What D-Central does at the bench: APW9+ / APW12 test fixture with programmable electronic load up to `300 A` at `12-15 V`, thermal chamber (`25 / 40 / 55 C` ambient) for OCP threshold drift characterization, full ESR + capacitance + leakage audit on every electrolytic, primary-side semiconductor check (MOSFETs, PFC diode, rectifier bridge, supervisor IC reference), selective re-cap as indicated, full re-paste, fan replacement, and `24-hour` full-load burn-in at nameplate before ship-back. Miner hashboards get current-draw profiling on the same bench.
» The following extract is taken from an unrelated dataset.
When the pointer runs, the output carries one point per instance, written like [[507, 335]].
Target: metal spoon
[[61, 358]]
Ship safely. PSU in its own anti-static bag, wrapped separately from the miner. Double-box with `>=5 cm` of foam on every side — bulk caps are heavy, they punch holes in single-box packs. Include a note with observed symptoms, firmware version, exact `ERROR_POWER_LOST` timestamps from `kern.log`, measured rail + mains + ambient values, whether a substitute PSU reproduced the trip, and your contact info. Five minutes of notes saves `30-45 min` of bench re-diagnostic = real dollars off your ticket.
When to Seek Professional Repair
If the steps above do not resolve the issue, or if you are not comfortable performing these repairs yourself, professional service is recommended. Attempting advanced repairs without proper equipment can cause further damage.